Sillage, Longevity, and Versatility

Sillage wise, it’s above average. It certainly doesn’t come across as a bomb on my skin. It sticks pretty close by and has a nice scent bubble of 3-5 feet for me. Solid, not crazy or anything.

Voulez-vous Coucher does perform well, however. I get 8-9 hours of wear from it during the day. That’s about what I should expect for the price and Kilian usually doesn’t disappoint with the performance on a majority of these scents.

Seasonally, this would work anytime outside of the high heat of summer. Summer nights, probably, just avoid the day. Ideally, I’d like this as an autumn perfume, that leans toward use in the nightlife.

While many Kilian fragrances are unisex, this is one of them that goes much more in the feminine direction.

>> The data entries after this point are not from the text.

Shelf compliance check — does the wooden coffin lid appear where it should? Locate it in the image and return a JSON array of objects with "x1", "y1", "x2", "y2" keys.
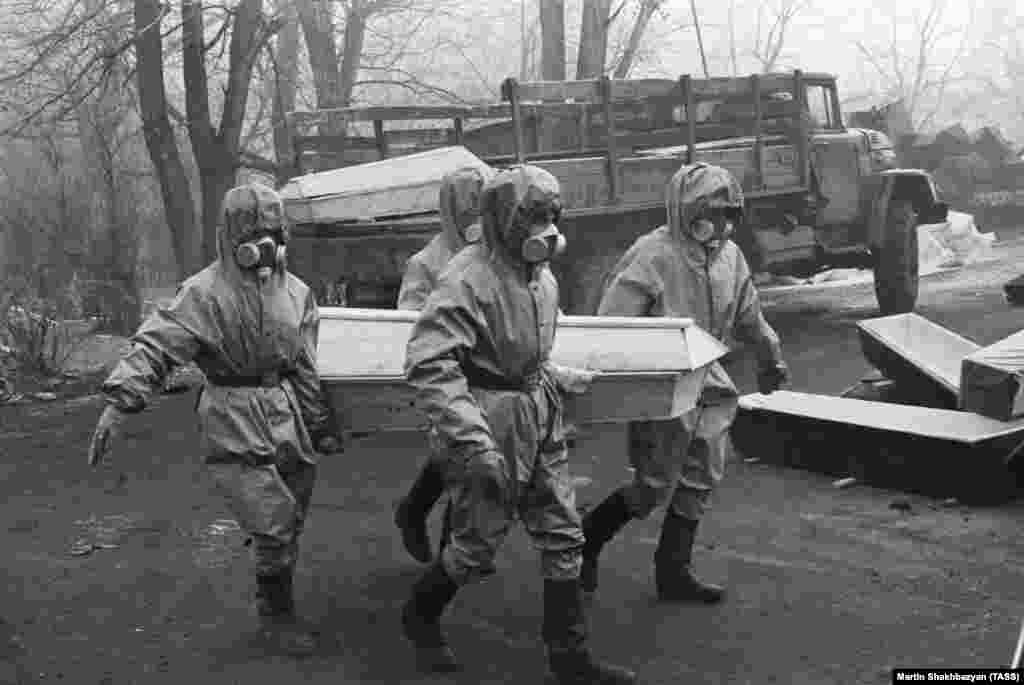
[
  {"x1": 317, "y1": 307, "x2": 727, "y2": 380},
  {"x1": 739, "y1": 390, "x2": 1024, "y2": 444}
]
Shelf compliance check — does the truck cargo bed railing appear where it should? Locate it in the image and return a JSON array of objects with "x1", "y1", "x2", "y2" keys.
[{"x1": 289, "y1": 70, "x2": 815, "y2": 200}]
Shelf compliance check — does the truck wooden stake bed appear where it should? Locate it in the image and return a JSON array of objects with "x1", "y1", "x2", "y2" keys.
[{"x1": 282, "y1": 71, "x2": 947, "y2": 314}]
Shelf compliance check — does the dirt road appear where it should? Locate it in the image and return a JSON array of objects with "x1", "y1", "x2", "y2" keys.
[{"x1": 0, "y1": 231, "x2": 1024, "y2": 685}]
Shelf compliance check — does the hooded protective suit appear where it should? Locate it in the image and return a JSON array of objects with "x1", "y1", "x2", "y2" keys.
[
  {"x1": 406, "y1": 166, "x2": 583, "y2": 585},
  {"x1": 598, "y1": 164, "x2": 785, "y2": 519},
  {"x1": 102, "y1": 184, "x2": 328, "y2": 574},
  {"x1": 398, "y1": 167, "x2": 494, "y2": 311}
]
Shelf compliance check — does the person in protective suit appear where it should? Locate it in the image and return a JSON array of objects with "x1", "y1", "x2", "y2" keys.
[
  {"x1": 89, "y1": 183, "x2": 340, "y2": 654},
  {"x1": 394, "y1": 167, "x2": 494, "y2": 563},
  {"x1": 582, "y1": 164, "x2": 788, "y2": 603},
  {"x1": 402, "y1": 166, "x2": 635, "y2": 685}
]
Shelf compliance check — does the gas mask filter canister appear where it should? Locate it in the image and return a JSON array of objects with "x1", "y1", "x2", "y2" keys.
[
  {"x1": 519, "y1": 200, "x2": 565, "y2": 264},
  {"x1": 234, "y1": 236, "x2": 287, "y2": 275},
  {"x1": 690, "y1": 207, "x2": 739, "y2": 243},
  {"x1": 522, "y1": 223, "x2": 565, "y2": 264}
]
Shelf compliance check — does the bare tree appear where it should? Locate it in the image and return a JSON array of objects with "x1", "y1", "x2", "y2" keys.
[
  {"x1": 749, "y1": 0, "x2": 810, "y2": 74},
  {"x1": 856, "y1": 0, "x2": 974, "y2": 130},
  {"x1": 540, "y1": 0, "x2": 565, "y2": 81},
  {"x1": 181, "y1": 0, "x2": 280, "y2": 261},
  {"x1": 264, "y1": 0, "x2": 300, "y2": 183},
  {"x1": 577, "y1": 0, "x2": 622, "y2": 80},
  {"x1": 614, "y1": 0, "x2": 665, "y2": 79}
]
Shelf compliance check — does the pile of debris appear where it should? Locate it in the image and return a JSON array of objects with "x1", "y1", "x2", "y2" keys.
[{"x1": 755, "y1": 210, "x2": 996, "y2": 288}]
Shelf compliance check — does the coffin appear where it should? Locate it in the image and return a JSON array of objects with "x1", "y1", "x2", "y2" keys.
[
  {"x1": 281, "y1": 146, "x2": 486, "y2": 223},
  {"x1": 961, "y1": 331, "x2": 1024, "y2": 421},
  {"x1": 857, "y1": 313, "x2": 980, "y2": 410},
  {"x1": 317, "y1": 307, "x2": 727, "y2": 432},
  {"x1": 732, "y1": 390, "x2": 1024, "y2": 502}
]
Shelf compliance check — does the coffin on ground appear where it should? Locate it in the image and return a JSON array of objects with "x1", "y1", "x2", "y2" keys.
[
  {"x1": 961, "y1": 331, "x2": 1024, "y2": 421},
  {"x1": 281, "y1": 145, "x2": 486, "y2": 223},
  {"x1": 857, "y1": 313, "x2": 981, "y2": 410},
  {"x1": 317, "y1": 307, "x2": 726, "y2": 432},
  {"x1": 732, "y1": 391, "x2": 1024, "y2": 502}
]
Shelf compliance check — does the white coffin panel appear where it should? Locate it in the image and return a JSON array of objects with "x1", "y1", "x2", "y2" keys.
[
  {"x1": 739, "y1": 390, "x2": 1024, "y2": 444},
  {"x1": 961, "y1": 331, "x2": 1024, "y2": 421},
  {"x1": 857, "y1": 313, "x2": 979, "y2": 395},
  {"x1": 281, "y1": 145, "x2": 486, "y2": 223}
]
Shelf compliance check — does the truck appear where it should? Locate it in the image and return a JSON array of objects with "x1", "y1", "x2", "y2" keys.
[{"x1": 282, "y1": 70, "x2": 948, "y2": 314}]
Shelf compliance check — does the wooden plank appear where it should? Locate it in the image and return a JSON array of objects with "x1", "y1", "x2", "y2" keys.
[
  {"x1": 519, "y1": 79, "x2": 677, "y2": 102},
  {"x1": 374, "y1": 119, "x2": 388, "y2": 160},
  {"x1": 793, "y1": 69, "x2": 811, "y2": 185},
  {"x1": 502, "y1": 78, "x2": 526, "y2": 164},
  {"x1": 599, "y1": 77, "x2": 618, "y2": 205},
  {"x1": 961, "y1": 331, "x2": 1024, "y2": 421},
  {"x1": 317, "y1": 307, "x2": 726, "y2": 431},
  {"x1": 324, "y1": 369, "x2": 707, "y2": 433},
  {"x1": 751, "y1": 74, "x2": 765, "y2": 190},
  {"x1": 281, "y1": 146, "x2": 485, "y2": 223},
  {"x1": 317, "y1": 307, "x2": 726, "y2": 379},
  {"x1": 739, "y1": 390, "x2": 1024, "y2": 445},
  {"x1": 857, "y1": 312, "x2": 980, "y2": 397}
]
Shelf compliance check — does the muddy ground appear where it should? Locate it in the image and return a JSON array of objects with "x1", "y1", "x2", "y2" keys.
[{"x1": 0, "y1": 231, "x2": 1024, "y2": 685}]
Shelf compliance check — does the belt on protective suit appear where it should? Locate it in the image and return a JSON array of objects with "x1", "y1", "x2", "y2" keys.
[
  {"x1": 463, "y1": 368, "x2": 541, "y2": 392},
  {"x1": 207, "y1": 371, "x2": 295, "y2": 388}
]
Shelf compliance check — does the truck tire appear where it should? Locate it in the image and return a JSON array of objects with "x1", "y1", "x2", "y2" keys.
[{"x1": 874, "y1": 200, "x2": 920, "y2": 315}]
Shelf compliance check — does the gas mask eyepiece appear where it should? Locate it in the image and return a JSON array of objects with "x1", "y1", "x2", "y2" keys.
[
  {"x1": 459, "y1": 219, "x2": 483, "y2": 244},
  {"x1": 519, "y1": 202, "x2": 566, "y2": 264},
  {"x1": 690, "y1": 207, "x2": 742, "y2": 244}
]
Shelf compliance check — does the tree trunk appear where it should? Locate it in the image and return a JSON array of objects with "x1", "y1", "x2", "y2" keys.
[
  {"x1": 614, "y1": 0, "x2": 664, "y2": 79},
  {"x1": 134, "y1": 0, "x2": 199, "y2": 277},
  {"x1": 270, "y1": 0, "x2": 299, "y2": 184},
  {"x1": 577, "y1": 0, "x2": 611, "y2": 80},
  {"x1": 181, "y1": 0, "x2": 264, "y2": 262},
  {"x1": 540, "y1": 0, "x2": 565, "y2": 81},
  {"x1": 340, "y1": 0, "x2": 367, "y2": 106},
  {"x1": 295, "y1": 0, "x2": 344, "y2": 118}
]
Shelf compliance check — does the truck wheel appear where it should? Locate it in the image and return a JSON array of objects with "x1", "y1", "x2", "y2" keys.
[{"x1": 874, "y1": 201, "x2": 920, "y2": 315}]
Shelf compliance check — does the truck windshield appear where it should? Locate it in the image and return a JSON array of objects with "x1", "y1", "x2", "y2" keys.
[{"x1": 807, "y1": 85, "x2": 840, "y2": 129}]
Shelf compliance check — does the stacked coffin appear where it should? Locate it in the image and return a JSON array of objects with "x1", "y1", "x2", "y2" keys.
[
  {"x1": 281, "y1": 145, "x2": 487, "y2": 224},
  {"x1": 733, "y1": 313, "x2": 1024, "y2": 501},
  {"x1": 317, "y1": 307, "x2": 727, "y2": 432}
]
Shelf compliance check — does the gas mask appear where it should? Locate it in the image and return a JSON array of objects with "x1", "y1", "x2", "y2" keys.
[
  {"x1": 517, "y1": 201, "x2": 565, "y2": 264},
  {"x1": 234, "y1": 232, "x2": 287, "y2": 279},
  {"x1": 689, "y1": 207, "x2": 742, "y2": 245}
]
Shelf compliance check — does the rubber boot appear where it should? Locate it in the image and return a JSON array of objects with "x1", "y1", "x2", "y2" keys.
[
  {"x1": 437, "y1": 499, "x2": 452, "y2": 559},
  {"x1": 256, "y1": 570, "x2": 316, "y2": 656},
  {"x1": 401, "y1": 562, "x2": 460, "y2": 673},
  {"x1": 654, "y1": 506, "x2": 725, "y2": 604},
  {"x1": 542, "y1": 580, "x2": 637, "y2": 685},
  {"x1": 580, "y1": 489, "x2": 633, "y2": 601},
  {"x1": 394, "y1": 459, "x2": 444, "y2": 563}
]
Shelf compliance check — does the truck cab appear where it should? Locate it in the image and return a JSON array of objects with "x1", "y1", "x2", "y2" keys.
[{"x1": 284, "y1": 71, "x2": 946, "y2": 314}]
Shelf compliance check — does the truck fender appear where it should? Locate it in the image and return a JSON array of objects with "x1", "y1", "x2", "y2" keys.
[{"x1": 867, "y1": 169, "x2": 949, "y2": 248}]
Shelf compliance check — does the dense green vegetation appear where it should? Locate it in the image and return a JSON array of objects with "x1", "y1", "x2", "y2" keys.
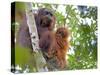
[{"x1": 12, "y1": 3, "x2": 98, "y2": 72}]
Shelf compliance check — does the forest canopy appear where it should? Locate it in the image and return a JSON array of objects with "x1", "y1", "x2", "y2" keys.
[{"x1": 12, "y1": 3, "x2": 98, "y2": 72}]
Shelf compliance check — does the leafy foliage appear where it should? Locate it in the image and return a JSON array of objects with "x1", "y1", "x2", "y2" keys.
[{"x1": 13, "y1": 3, "x2": 97, "y2": 72}]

As a man, I wouldn’t wear this (outside of having to test it for the site), but it’d work well for a woman that I’m dating.

That being said, this is an attractive perfume, but I don’t really find it to be ‘sexy’. It’s a sweet floral that has more of a nighttime vibe, while being versatile enough to wear during the day. I don’t know, maybe other folks find this to be seductive, but to me it’s another pleasant floral blend.


Overall Impressions of Voulez-Vous Coucher Avec Moi

Overall, do I like this perfume? I like it, but don’t love it. I especially hate having to type out that long title. Smell wise? It’s a very nice scent, it feels familiar and quite a bit like many other white floral perfumes, while still retaining its own identity.

The powdery aspect and the sweetness that comes off of this fragrance, does kind of get on my nerves. It’s not something that I need to scrub or anything, but it’s not my favorite.

Based on the name, I was expecting something sexier. Instead, it seems more like an update to an older style of perfume.

It doesn’t have a massive projection off of my skin, which is weird, because I read a few reviews and folks said this was really strong. Maybe, it’s just me? Though, it did stick around for a good while.

I can’t say that Voulez-vous Coucher Avec Moi is a bad perfume. It’s actually pretty good across the board, which to me, is a problem for the price point.

It doesn’t make my top ten from Kilian, so, unless you’re a really big floral fan or of these particular notes…I’m not sure it makes sense to blind buy.